His shields are high and tight, no thoughts leaking through. Borch can still read him easily. With a snarl, he grabs Borch by the arm and drags him to a deserted alleyway, slightly disappointed that the dragon doesn’t resist. Like hell he’s having the conversation in public, where anyone can hear him.
“I won’t harm him,” Geralt says as soon as they’re alone. “Jaskier. I promised myself that once I found him that I’d never hurt him again.” He scowls, face twisting in a grimace. Because he had in fact found him and hurt him in the same breath. It’s a habit that he can’t seem to break. “I’m trying,” he says. “Believe that, at least.”
“I do, Geralt,” Borch says, and his voice is soft. “I believe that you mean my son no harm. But I don’t believe you’ve ever meant him harm. And yet-”
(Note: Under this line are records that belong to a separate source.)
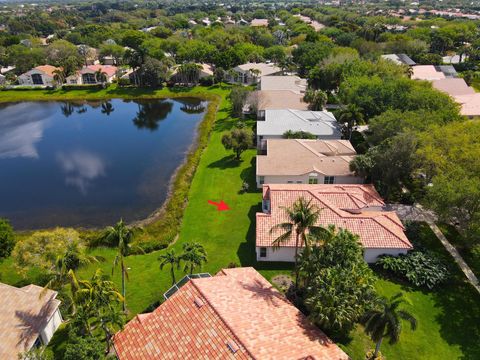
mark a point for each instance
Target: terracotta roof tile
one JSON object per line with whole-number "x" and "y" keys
{"x": 353, "y": 207}
{"x": 241, "y": 311}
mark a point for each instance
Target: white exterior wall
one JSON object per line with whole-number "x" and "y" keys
{"x": 47, "y": 333}
{"x": 26, "y": 79}
{"x": 303, "y": 179}
{"x": 287, "y": 254}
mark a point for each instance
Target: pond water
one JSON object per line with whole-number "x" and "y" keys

“And yet,” Geralt agrees, sagging. Because that’s the truth, isn’t it. He never means to hurt them, but he always does. Jaskier. Yennefer. It’s one of the reasons he’s never sought his Child Surprise- because he was always going to fuck them up.
Borch sighs beside him.
“That thinking is unhelpful, Witcher,” he says. “Take from a being who has spent a very long time wallowing in his own regrets.”
“The what do you suggest I do?” His tone is harsh but- Geralt truly wants an answer to this question.
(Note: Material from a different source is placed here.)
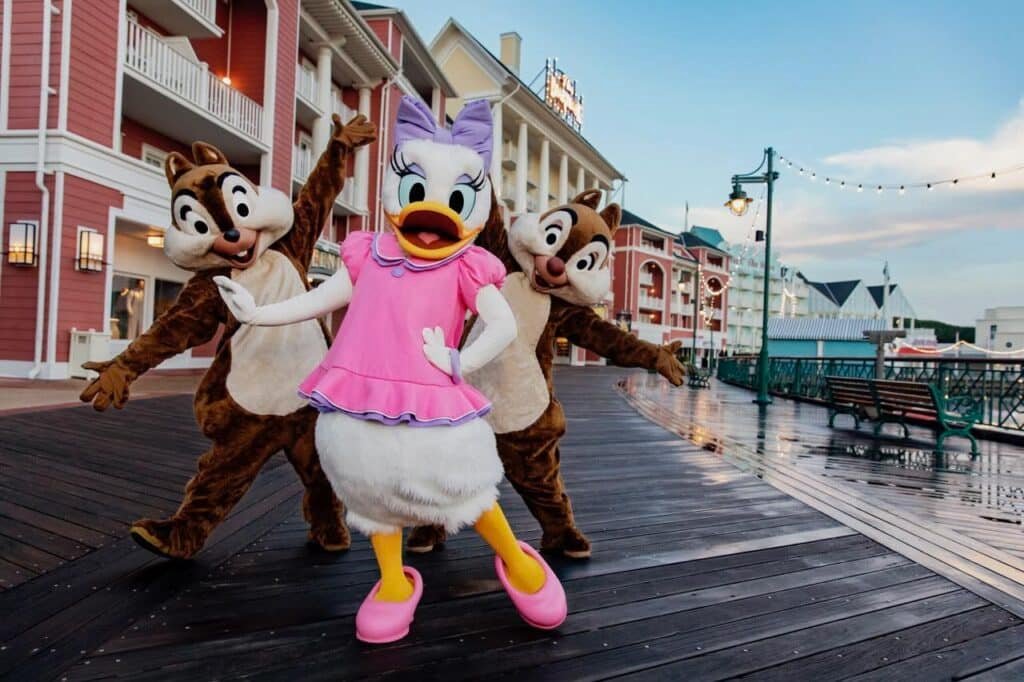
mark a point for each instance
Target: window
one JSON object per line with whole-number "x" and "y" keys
{"x": 154, "y": 157}
{"x": 127, "y": 306}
“You realise that you’re not alone,” Borch says. “That you are surrounded by friends. You’ve started down the correct path- allowing yourself to be open. Allowing yourself to care openly, and to be cared for in turn.”
Geralt breathes in. He breathes out. It sounds so simple when the dragon says it. To leave himself vulnerable. Exposed. It’s not that he’s worried about being hurt- no, he’s been through hell and he’s endured. He can take all the pain and the hurt that the world can throw at him. It’s more that he’s afraid of hurting those he- those he loves. Showing them the darkest parts of himself and watching them recoil. The worst part is he knows that they would continue anyway. Despite the pain it might cause them. They would continue.
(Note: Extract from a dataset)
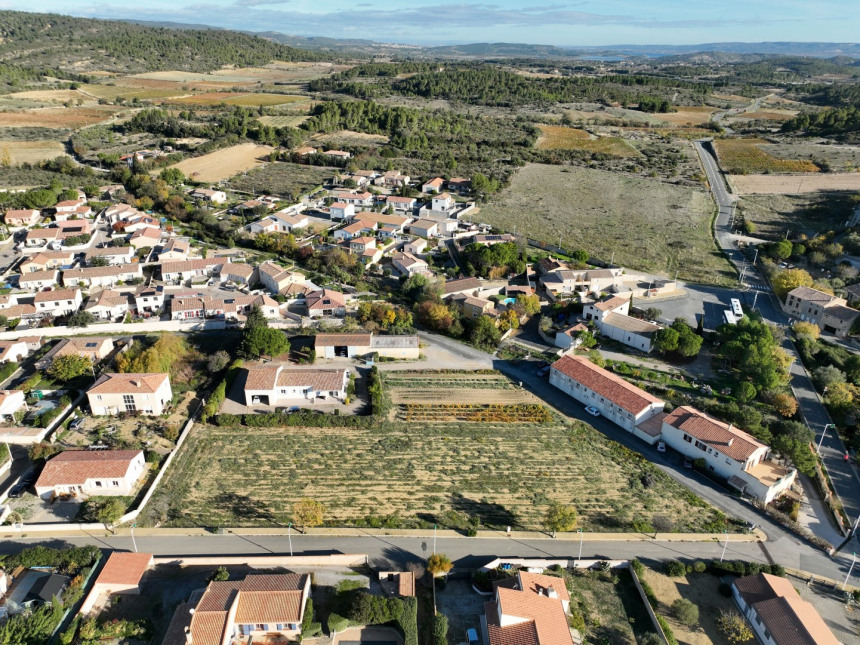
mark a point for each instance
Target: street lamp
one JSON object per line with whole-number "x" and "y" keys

“Exactly, Geralt,” Borch says. “And that is their choice. Not something that you can take on for them.”
He hesitates. Looks away. And then- he lowers his shields, slowly, painfully, inch by inch.
It’s a start.
Jaskier waits until they’re asleep, waits until he can feel their minds quieting and calming into the gentle waves of sleep- and then he sits up. And he surveys his family. His hoard, because he might as well accept that that’s what they are. His treasure, his precious things.
He never thought that he could ever be this happy. But looking over them all now, together and alive, well-fed and rested, bound to each other by choice, something infinitely stronger than Destiny-
He is. In this moment he needs nothing, wants for nothing. He is perfectly content. He is glorious.
And so he lays down his head, and he goes back to sleep, the cradling the comforting minds of his family in his heart.